Today is my first post about food adventures, which means I saw something cool on a shelf somewhere and decided to buy it.

We were in our local Indo-American Convenience store stocking up on essentials like red lentils and moong beans, when we saw this gem on the shelf. It’s Kurkure, Naughty Tomatoes flavor. Yes, that’s right: Naughty Tomatoes.

There wasn't much cheese flavor in these

So naughty

Just in case you can’t see how awesome this packaging is, here is a close up of what I’m going to call the flavor mascot:

Luscious Lips- Tomato LipsLook at those lips! And the horns- they’re vibrating (with what? Naughty-ness?). And the whole tomato-body-thing is pulsing with bright rays of light (or radiation? Maybe that’s why a tomato has such luscious lips and quivering horns).

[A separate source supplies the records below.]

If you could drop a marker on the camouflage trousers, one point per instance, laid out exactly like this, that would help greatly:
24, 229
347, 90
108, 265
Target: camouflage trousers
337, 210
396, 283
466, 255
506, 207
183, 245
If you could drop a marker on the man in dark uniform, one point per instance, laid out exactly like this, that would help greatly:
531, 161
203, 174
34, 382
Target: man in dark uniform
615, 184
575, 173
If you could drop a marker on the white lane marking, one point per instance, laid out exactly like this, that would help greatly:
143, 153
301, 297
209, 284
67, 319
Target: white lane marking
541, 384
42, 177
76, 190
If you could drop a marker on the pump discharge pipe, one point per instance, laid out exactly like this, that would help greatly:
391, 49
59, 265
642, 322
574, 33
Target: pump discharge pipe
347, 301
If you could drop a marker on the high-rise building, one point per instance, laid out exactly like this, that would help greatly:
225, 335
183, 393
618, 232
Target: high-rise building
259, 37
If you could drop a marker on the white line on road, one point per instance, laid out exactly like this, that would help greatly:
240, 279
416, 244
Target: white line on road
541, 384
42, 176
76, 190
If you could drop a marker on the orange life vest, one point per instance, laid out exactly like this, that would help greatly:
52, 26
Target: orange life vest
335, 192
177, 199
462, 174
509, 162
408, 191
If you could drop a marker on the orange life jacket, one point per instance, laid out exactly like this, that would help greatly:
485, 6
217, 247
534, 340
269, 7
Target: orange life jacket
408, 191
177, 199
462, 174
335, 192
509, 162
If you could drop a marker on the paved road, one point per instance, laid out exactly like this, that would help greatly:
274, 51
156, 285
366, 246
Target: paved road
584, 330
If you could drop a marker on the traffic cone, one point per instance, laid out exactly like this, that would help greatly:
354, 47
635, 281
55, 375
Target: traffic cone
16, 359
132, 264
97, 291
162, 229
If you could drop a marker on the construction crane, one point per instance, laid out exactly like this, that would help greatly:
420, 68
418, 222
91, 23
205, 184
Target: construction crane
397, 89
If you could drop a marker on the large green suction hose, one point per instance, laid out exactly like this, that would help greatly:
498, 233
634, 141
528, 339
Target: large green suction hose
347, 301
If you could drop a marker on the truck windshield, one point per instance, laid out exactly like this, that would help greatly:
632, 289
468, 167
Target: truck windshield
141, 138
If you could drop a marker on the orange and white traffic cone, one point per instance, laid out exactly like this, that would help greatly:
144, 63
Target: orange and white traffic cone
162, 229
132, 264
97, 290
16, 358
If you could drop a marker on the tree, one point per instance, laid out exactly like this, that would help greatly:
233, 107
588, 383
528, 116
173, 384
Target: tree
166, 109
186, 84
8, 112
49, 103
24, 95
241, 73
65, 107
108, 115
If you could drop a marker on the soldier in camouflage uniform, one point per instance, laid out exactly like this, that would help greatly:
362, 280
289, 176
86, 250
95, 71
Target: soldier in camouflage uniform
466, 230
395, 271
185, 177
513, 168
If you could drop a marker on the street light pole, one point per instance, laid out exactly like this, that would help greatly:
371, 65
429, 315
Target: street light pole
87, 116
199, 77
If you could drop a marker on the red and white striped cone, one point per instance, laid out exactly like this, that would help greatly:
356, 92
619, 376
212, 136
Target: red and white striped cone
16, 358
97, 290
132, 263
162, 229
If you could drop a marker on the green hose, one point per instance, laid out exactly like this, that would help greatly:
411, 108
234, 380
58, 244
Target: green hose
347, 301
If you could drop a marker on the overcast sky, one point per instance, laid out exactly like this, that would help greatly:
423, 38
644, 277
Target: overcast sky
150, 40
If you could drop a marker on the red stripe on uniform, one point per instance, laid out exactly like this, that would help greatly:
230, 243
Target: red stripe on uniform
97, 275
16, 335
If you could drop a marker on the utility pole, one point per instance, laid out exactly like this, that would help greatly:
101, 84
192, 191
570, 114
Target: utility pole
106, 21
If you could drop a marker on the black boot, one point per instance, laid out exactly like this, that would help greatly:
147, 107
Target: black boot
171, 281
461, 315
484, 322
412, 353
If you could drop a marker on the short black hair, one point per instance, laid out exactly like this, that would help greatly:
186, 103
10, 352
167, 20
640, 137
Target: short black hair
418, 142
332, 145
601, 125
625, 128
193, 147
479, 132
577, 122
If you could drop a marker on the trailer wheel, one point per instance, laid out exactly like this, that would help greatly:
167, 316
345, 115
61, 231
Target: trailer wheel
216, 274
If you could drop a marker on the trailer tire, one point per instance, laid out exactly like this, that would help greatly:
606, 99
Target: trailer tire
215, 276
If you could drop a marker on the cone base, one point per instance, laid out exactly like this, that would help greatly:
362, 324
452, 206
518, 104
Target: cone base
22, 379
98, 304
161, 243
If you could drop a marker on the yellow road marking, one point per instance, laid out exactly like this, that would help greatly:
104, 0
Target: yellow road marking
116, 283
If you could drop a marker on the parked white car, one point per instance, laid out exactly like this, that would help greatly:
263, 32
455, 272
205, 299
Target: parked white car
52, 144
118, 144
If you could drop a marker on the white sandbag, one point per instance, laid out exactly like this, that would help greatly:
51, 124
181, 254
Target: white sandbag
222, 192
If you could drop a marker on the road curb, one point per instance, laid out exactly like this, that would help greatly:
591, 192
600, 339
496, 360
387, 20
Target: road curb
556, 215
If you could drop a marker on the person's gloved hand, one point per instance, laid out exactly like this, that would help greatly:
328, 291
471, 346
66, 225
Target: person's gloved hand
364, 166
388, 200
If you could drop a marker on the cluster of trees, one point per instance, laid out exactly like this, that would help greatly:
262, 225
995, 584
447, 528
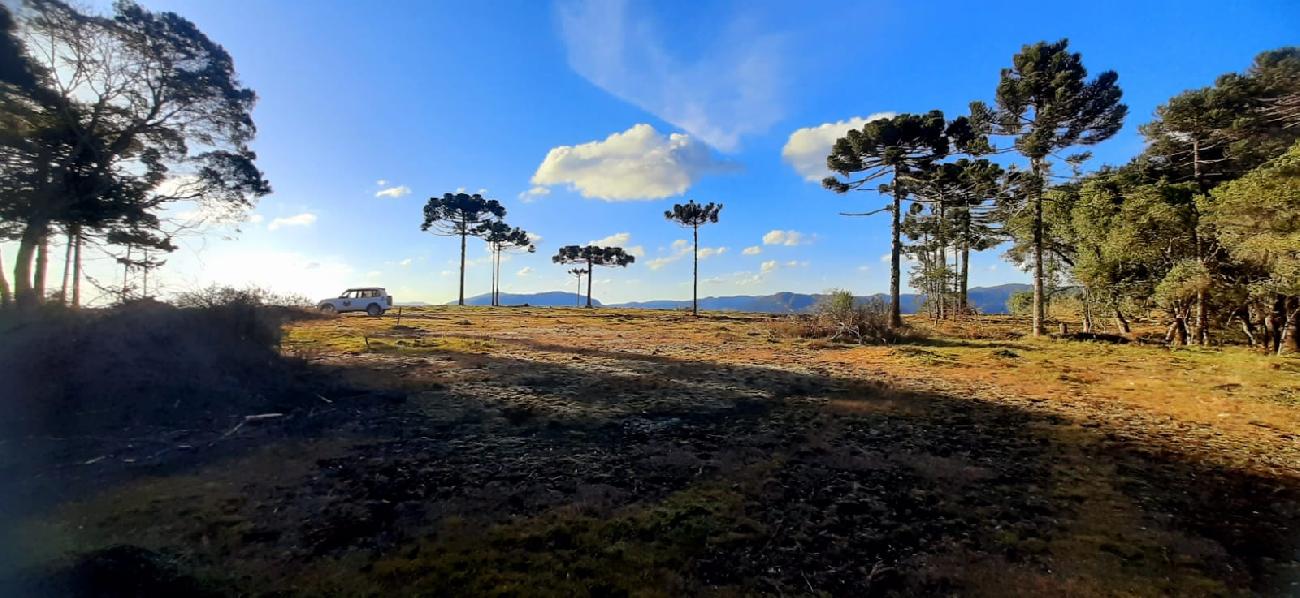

A treat such as this must be shared with loved ones and friends, so I recruited my boyfriend and a fellow blogger/friend to join in this taste extravaganza. A bite-by-bite commentary follows:

Boyfriend and Blogger-Friend: (pick up and sniff the Kurkure-thing)

Fake Cheetos

Blogger-Friend: Smells like fake pizza flavoring.

Boyfriend: Smells like tomatoes.

Boyfriend and Blogger-Friend (Crunch)

Blogger-Friend: (Grimace, Looks confused): It looks like a Cheeto, but tastes like a tomato.

Boyfriend: This makes me want real Cheetos.

Blogger-Friend: It’s like you sucked all of the cheese dust off of a stale Cheeto, then dipped it in ketchup.

Boyfriend: There is just a little zip.

Blogger-Friend: They’re not good, but I feel strangely compelled to keep eating them.

Boyfriend: They aren’t as bad as Mountain Dew Doritos.

Blogger-Friend: They could be an accoutrement to tomato soup.

…. 30 minutes later

Blogger-Friend: A bowl of Cheetos would not have lasted as long as these have. And I would have a lot more orange crap on my lips.

So there you have it: Kurkure Naughty Tomato fake Cheetos. Tastes like stale Cheetos dipped in ketchup. All right!